Echoes of Time: Narratives in Derelict Spaces

Echoes of Time: Narratives in Derelict  Spaces
Zeba Asad
Transforming forgotten industrial ruins into community spaces through storytelling and sustainable design.

Zeba Asad
Berlin, Germany/Karachi, Pakistan
About
An architect and storyteller who transforms forgotten urban spaces through research-driven design, blending architecture, illustration, and film.
Links
Team members
Zeba Asad
Field of work
Architecture, Design, Urban planning, Visual Art, Research
Project submitted
2025

Zeba Asad is an architect, visual storyteller, and researcher from Karachi, Pakistan, currently based in Germany. Her interdisciplinary practice weaves together architecture, illustration, and film to explore themes of spatial memory, adaptive reuse, and cultural sustainability. She completed her Bachelor’s in Architecture at the Indus Valley School of Art and Architecture in 2019 and was part of the team that represented Pakistan for the first time at the Venice Architecture Biennale in 2018.

Zeba’s research on the lack of common spaces in Karachi’s informal settlements investigates how spatial fragmentation and infrastructural neglect impact everyday life and social cohesion. Separately, her undergraduate thesis focused on the political and cultural complexity of the India–Pakistan border, reframing it as a space of opportunity and latent potential rather than mere division.

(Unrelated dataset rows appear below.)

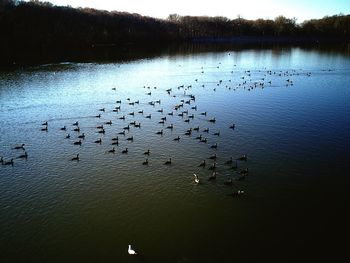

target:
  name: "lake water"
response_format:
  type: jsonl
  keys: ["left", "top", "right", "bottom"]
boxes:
{"left": 1, "top": 45, "right": 350, "bottom": 262}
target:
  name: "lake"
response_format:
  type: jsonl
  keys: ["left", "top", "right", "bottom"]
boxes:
{"left": 1, "top": 45, "right": 350, "bottom": 262}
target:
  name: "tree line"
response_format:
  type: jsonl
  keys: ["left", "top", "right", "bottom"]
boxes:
{"left": 0, "top": 0, "right": 349, "bottom": 51}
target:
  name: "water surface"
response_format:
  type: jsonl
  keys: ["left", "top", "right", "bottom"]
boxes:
{"left": 1, "top": 46, "right": 350, "bottom": 262}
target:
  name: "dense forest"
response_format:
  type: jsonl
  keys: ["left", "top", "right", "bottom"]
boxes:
{"left": 0, "top": 0, "right": 349, "bottom": 51}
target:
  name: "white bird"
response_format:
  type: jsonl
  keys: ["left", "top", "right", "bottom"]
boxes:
{"left": 193, "top": 173, "right": 200, "bottom": 184}
{"left": 128, "top": 245, "right": 137, "bottom": 255}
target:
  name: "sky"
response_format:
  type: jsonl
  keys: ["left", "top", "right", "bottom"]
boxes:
{"left": 32, "top": 0, "right": 350, "bottom": 22}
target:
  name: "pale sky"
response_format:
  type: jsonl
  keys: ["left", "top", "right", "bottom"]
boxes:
{"left": 32, "top": 0, "right": 350, "bottom": 22}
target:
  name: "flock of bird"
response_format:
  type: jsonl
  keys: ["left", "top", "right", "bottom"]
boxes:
{"left": 1, "top": 60, "right": 305, "bottom": 201}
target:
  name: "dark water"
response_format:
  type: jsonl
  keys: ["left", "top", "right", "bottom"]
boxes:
{"left": 1, "top": 46, "right": 350, "bottom": 262}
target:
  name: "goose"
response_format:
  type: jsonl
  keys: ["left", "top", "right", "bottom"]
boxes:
{"left": 60, "top": 126, "right": 66, "bottom": 131}
{"left": 145, "top": 114, "right": 151, "bottom": 119}
{"left": 122, "top": 148, "right": 128, "bottom": 154}
{"left": 209, "top": 117, "right": 216, "bottom": 123}
{"left": 111, "top": 136, "right": 119, "bottom": 141}
{"left": 13, "top": 144, "right": 25, "bottom": 150}
{"left": 73, "top": 127, "right": 80, "bottom": 132}
{"left": 173, "top": 136, "right": 180, "bottom": 141}
{"left": 99, "top": 108, "right": 105, "bottom": 112}
{"left": 203, "top": 128, "right": 209, "bottom": 133}
{"left": 208, "top": 162, "right": 217, "bottom": 170}
{"left": 105, "top": 120, "right": 112, "bottom": 125}
{"left": 144, "top": 149, "right": 150, "bottom": 155}
{"left": 159, "top": 120, "right": 165, "bottom": 124}
{"left": 161, "top": 117, "right": 167, "bottom": 121}
{"left": 166, "top": 124, "right": 173, "bottom": 129}
{"left": 164, "top": 158, "right": 172, "bottom": 165}
{"left": 96, "top": 124, "right": 104, "bottom": 129}
{"left": 200, "top": 138, "right": 207, "bottom": 143}
{"left": 94, "top": 138, "right": 102, "bottom": 144}
{"left": 128, "top": 245, "right": 137, "bottom": 255}
{"left": 184, "top": 119, "right": 190, "bottom": 123}
{"left": 239, "top": 168, "right": 249, "bottom": 175}
{"left": 193, "top": 174, "right": 200, "bottom": 184}
{"left": 199, "top": 160, "right": 206, "bottom": 167}
{"left": 156, "top": 129, "right": 163, "bottom": 135}
{"left": 116, "top": 100, "right": 121, "bottom": 104}
{"left": 65, "top": 134, "right": 70, "bottom": 139}
{"left": 98, "top": 129, "right": 105, "bottom": 134}
{"left": 231, "top": 190, "right": 244, "bottom": 197}
{"left": 134, "top": 123, "right": 141, "bottom": 128}
{"left": 108, "top": 147, "right": 115, "bottom": 153}
{"left": 123, "top": 125, "right": 130, "bottom": 130}
{"left": 232, "top": 160, "right": 238, "bottom": 170}
{"left": 224, "top": 178, "right": 233, "bottom": 185}
{"left": 41, "top": 126, "right": 48, "bottom": 131}
{"left": 157, "top": 108, "right": 163, "bottom": 113}
{"left": 78, "top": 133, "right": 85, "bottom": 139}
{"left": 188, "top": 114, "right": 194, "bottom": 119}
{"left": 135, "top": 100, "right": 139, "bottom": 104}
{"left": 236, "top": 154, "right": 247, "bottom": 161}
{"left": 95, "top": 114, "right": 101, "bottom": 118}
{"left": 191, "top": 106, "right": 197, "bottom": 110}
{"left": 142, "top": 159, "right": 149, "bottom": 165}
{"left": 193, "top": 126, "right": 199, "bottom": 131}
{"left": 18, "top": 151, "right": 28, "bottom": 159}
{"left": 118, "top": 130, "right": 126, "bottom": 135}
{"left": 229, "top": 123, "right": 235, "bottom": 129}
{"left": 138, "top": 110, "right": 144, "bottom": 114}
{"left": 111, "top": 141, "right": 119, "bottom": 145}
{"left": 3, "top": 158, "right": 14, "bottom": 166}
{"left": 73, "top": 121, "right": 79, "bottom": 126}
{"left": 209, "top": 153, "right": 217, "bottom": 160}
{"left": 119, "top": 116, "right": 126, "bottom": 120}
{"left": 71, "top": 154, "right": 79, "bottom": 161}
{"left": 208, "top": 172, "right": 217, "bottom": 181}
{"left": 210, "top": 143, "right": 218, "bottom": 149}
{"left": 73, "top": 140, "right": 82, "bottom": 145}
{"left": 42, "top": 121, "right": 48, "bottom": 126}
{"left": 0, "top": 157, "right": 3, "bottom": 164}
{"left": 167, "top": 112, "right": 173, "bottom": 116}
{"left": 196, "top": 135, "right": 202, "bottom": 140}
{"left": 213, "top": 131, "right": 220, "bottom": 136}
{"left": 129, "top": 102, "right": 134, "bottom": 106}
{"left": 225, "top": 157, "right": 233, "bottom": 165}
{"left": 127, "top": 136, "right": 133, "bottom": 141}
{"left": 200, "top": 112, "right": 207, "bottom": 116}
{"left": 128, "top": 112, "right": 135, "bottom": 116}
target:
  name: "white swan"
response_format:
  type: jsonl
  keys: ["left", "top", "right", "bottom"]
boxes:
{"left": 193, "top": 174, "right": 200, "bottom": 184}
{"left": 128, "top": 245, "right": 137, "bottom": 255}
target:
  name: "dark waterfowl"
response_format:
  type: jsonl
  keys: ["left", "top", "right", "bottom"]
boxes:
{"left": 94, "top": 138, "right": 102, "bottom": 144}
{"left": 13, "top": 144, "right": 25, "bottom": 150}
{"left": 236, "top": 154, "right": 248, "bottom": 161}
{"left": 18, "top": 151, "right": 28, "bottom": 159}
{"left": 144, "top": 149, "right": 150, "bottom": 155}
{"left": 73, "top": 127, "right": 80, "bottom": 132}
{"left": 142, "top": 159, "right": 149, "bottom": 165}
{"left": 97, "top": 124, "right": 104, "bottom": 129}
{"left": 199, "top": 159, "right": 206, "bottom": 167}
{"left": 41, "top": 126, "right": 48, "bottom": 131}
{"left": 156, "top": 129, "right": 163, "bottom": 135}
{"left": 98, "top": 129, "right": 105, "bottom": 134}
{"left": 127, "top": 136, "right": 133, "bottom": 141}
{"left": 108, "top": 147, "right": 116, "bottom": 153}
{"left": 173, "top": 136, "right": 180, "bottom": 141}
{"left": 231, "top": 190, "right": 244, "bottom": 198}
{"left": 42, "top": 121, "right": 48, "bottom": 126}
{"left": 208, "top": 172, "right": 217, "bottom": 181}
{"left": 164, "top": 158, "right": 172, "bottom": 165}
{"left": 224, "top": 178, "right": 233, "bottom": 185}
{"left": 73, "top": 121, "right": 79, "bottom": 126}
{"left": 73, "top": 140, "right": 82, "bottom": 145}
{"left": 105, "top": 120, "right": 112, "bottom": 125}
{"left": 65, "top": 134, "right": 70, "bottom": 139}
{"left": 78, "top": 133, "right": 85, "bottom": 139}
{"left": 209, "top": 153, "right": 217, "bottom": 160}
{"left": 225, "top": 157, "right": 233, "bottom": 165}
{"left": 122, "top": 148, "right": 128, "bottom": 154}
{"left": 208, "top": 162, "right": 217, "bottom": 170}
{"left": 210, "top": 143, "right": 218, "bottom": 149}
{"left": 3, "top": 158, "right": 14, "bottom": 166}
{"left": 71, "top": 154, "right": 79, "bottom": 161}
{"left": 60, "top": 126, "right": 66, "bottom": 131}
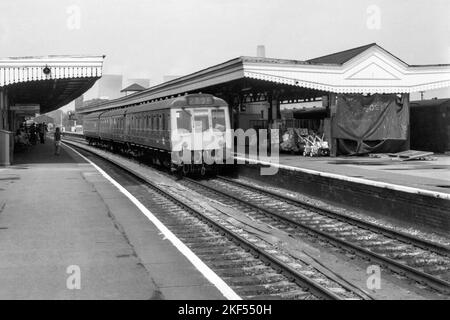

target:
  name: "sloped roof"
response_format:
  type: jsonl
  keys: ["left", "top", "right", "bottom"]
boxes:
{"left": 78, "top": 44, "right": 450, "bottom": 113}
{"left": 120, "top": 83, "right": 146, "bottom": 92}
{"left": 307, "top": 43, "right": 378, "bottom": 65}
{"left": 1, "top": 55, "right": 104, "bottom": 113}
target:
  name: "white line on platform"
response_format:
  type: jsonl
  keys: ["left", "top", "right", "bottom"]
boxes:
{"left": 235, "top": 156, "right": 450, "bottom": 201}
{"left": 64, "top": 143, "right": 241, "bottom": 300}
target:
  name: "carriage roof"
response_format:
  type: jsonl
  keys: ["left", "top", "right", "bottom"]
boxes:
{"left": 92, "top": 94, "right": 227, "bottom": 119}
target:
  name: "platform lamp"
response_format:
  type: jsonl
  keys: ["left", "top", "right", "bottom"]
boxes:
{"left": 43, "top": 65, "right": 51, "bottom": 75}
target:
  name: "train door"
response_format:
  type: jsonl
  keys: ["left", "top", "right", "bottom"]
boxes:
{"left": 171, "top": 108, "right": 192, "bottom": 152}
{"left": 192, "top": 109, "right": 212, "bottom": 151}
{"left": 212, "top": 107, "right": 232, "bottom": 148}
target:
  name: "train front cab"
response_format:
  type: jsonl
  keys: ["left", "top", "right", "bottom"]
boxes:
{"left": 170, "top": 96, "right": 232, "bottom": 175}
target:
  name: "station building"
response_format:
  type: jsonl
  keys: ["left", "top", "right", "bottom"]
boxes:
{"left": 2, "top": 43, "right": 450, "bottom": 165}
{"left": 0, "top": 55, "right": 105, "bottom": 165}
{"left": 78, "top": 43, "right": 450, "bottom": 156}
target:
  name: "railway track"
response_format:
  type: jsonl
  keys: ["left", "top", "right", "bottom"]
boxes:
{"left": 63, "top": 136, "right": 449, "bottom": 298}
{"left": 179, "top": 176, "right": 450, "bottom": 295}
{"left": 65, "top": 139, "right": 370, "bottom": 300}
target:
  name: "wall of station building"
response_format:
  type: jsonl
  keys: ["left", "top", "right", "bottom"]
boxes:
{"left": 283, "top": 93, "right": 450, "bottom": 154}
{"left": 274, "top": 92, "right": 412, "bottom": 156}
{"left": 410, "top": 100, "right": 450, "bottom": 153}
{"left": 0, "top": 89, "right": 8, "bottom": 131}
{"left": 0, "top": 88, "right": 12, "bottom": 166}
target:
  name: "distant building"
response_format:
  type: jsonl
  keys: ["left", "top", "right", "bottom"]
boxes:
{"left": 74, "top": 95, "right": 84, "bottom": 112}
{"left": 34, "top": 114, "right": 55, "bottom": 124}
{"left": 257, "top": 45, "right": 266, "bottom": 58}
{"left": 121, "top": 83, "right": 147, "bottom": 96}
{"left": 123, "top": 78, "right": 150, "bottom": 89}
{"left": 46, "top": 109, "right": 64, "bottom": 126}
{"left": 98, "top": 74, "right": 123, "bottom": 100}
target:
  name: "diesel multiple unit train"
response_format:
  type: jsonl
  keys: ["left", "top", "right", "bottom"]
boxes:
{"left": 83, "top": 94, "right": 233, "bottom": 175}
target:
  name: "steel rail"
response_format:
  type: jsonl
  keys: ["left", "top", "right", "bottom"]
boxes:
{"left": 185, "top": 177, "right": 450, "bottom": 294}
{"left": 218, "top": 176, "right": 450, "bottom": 257}
{"left": 64, "top": 140, "right": 350, "bottom": 300}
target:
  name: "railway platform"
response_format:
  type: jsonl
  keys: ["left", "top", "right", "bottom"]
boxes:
{"left": 239, "top": 153, "right": 450, "bottom": 194}
{"left": 0, "top": 141, "right": 228, "bottom": 299}
{"left": 237, "top": 153, "right": 450, "bottom": 235}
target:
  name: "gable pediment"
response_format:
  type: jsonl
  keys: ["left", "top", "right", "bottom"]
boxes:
{"left": 346, "top": 62, "right": 400, "bottom": 80}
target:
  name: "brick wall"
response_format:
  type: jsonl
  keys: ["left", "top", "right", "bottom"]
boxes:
{"left": 238, "top": 165, "right": 450, "bottom": 235}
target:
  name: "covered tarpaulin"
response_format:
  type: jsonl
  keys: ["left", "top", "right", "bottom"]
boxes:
{"left": 333, "top": 94, "right": 409, "bottom": 155}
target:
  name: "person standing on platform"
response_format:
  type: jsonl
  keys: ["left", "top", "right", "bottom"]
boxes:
{"left": 29, "top": 123, "right": 37, "bottom": 145}
{"left": 54, "top": 127, "right": 61, "bottom": 155}
{"left": 42, "top": 122, "right": 48, "bottom": 143}
{"left": 38, "top": 123, "right": 45, "bottom": 144}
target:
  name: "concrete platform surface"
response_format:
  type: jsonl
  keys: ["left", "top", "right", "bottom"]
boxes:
{"left": 237, "top": 153, "right": 450, "bottom": 196}
{"left": 0, "top": 142, "right": 225, "bottom": 300}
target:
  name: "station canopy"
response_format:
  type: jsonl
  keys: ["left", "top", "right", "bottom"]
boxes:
{"left": 0, "top": 55, "right": 105, "bottom": 114}
{"left": 79, "top": 43, "right": 450, "bottom": 114}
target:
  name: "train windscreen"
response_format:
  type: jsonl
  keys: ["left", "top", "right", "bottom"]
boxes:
{"left": 212, "top": 109, "right": 226, "bottom": 132}
{"left": 176, "top": 110, "right": 192, "bottom": 132}
{"left": 193, "top": 109, "right": 210, "bottom": 132}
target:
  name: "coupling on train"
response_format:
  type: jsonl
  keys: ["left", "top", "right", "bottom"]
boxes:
{"left": 83, "top": 94, "right": 233, "bottom": 175}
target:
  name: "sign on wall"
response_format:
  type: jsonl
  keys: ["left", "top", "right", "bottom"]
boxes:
{"left": 10, "top": 104, "right": 40, "bottom": 113}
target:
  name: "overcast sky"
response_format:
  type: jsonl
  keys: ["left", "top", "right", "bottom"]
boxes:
{"left": 1, "top": 0, "right": 449, "bottom": 108}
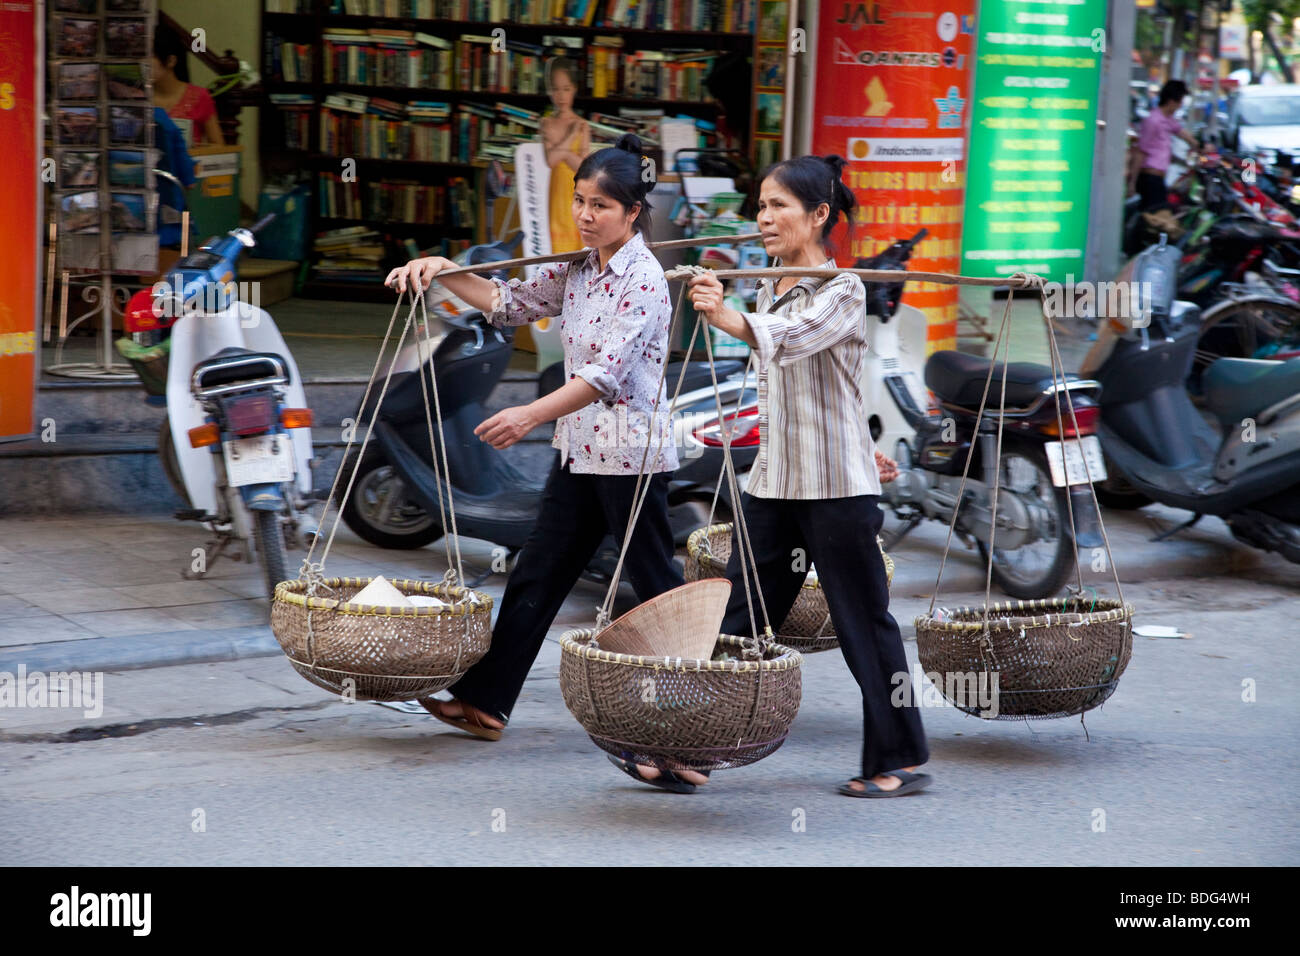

After graduation, she worked in architectural practice and freelanced on projects in Dubai and Australia. In 2022, she moved to Germany to pursue her Master’s in Architecture at DIA (Dessau International Architecture Graduate School), adjacent to the Bauhaus. Her thesis, Echoes of Time, explored abandonment and adaptive reuse as acts of cultural resilience, developed under the mentorship of Fredrik Skatar in 2024.

In 2023, she spent a semester at ARCHIP in Prague through the Erasmus programme, where she explored mobility in urban space and created the short film 'The Navigator', examining the psychological experience of navigating the city. She was also a finalist in the NEA Adaptive Reuse x Placemaking programme in 2023.

Zeba continues to explore the intersections of spatial justice, memory, and design through collaborative and research-based practices, engaging deeply with overlooked urban narratives.


Echoes of Time is a speculative yet practice-informed architectural proposal that reimagines derelict sites as living narratives—spaces where memory, decay, and future possibility coalesce. Grounded in critical inquiry into urban transformation, storytelling, and spatial memory, the project investigates how the architectural reuse of ruins can address contemporary environmental and social challenges through cultural activation and collective memory work.

The project was initiated from a deep concern with the growing presence of abandoned, decaying industrial structures in urban peripheries—spaces often dismissed as obsolete or beyond repair. These “vacant” sites, however, are saturated with historical and material memory. They bear witness to changing urban economies and ruptured social histories. Recognizing the ethical and cultural implications of erasure, The proposal advocates for urban regeneration that preserves the past while building new social and cultural futures.

Using Luckenwalde, a former industrial town, as a case study, the proposal employs multi-scale research and draws global comparisons—especially with South Asian cities like Karachi—to root its design approach in varied social and political contexts.

The proposal centers on adaptively reusing a derelict factory into a KulturHaus that balances memory and future aspirations. By creating distinct zones for gathering, connection, and nourishment, it fosters community collaboration, artistic expression, and sustainable use of neglected spaces.

The project excels in combining narrative design with ethical reuse, creating flexible spaces that invite community interpretation and ongoing adaptation.
This work is not a prescriptive blueprint but a framework for rethinking ruin, vacancy, and memory as design catalysts. It suggests that confronting the environmental crisis demands more than technological fixes—it calls for a cultural reckoning with the way we build, remember, and inhabit space.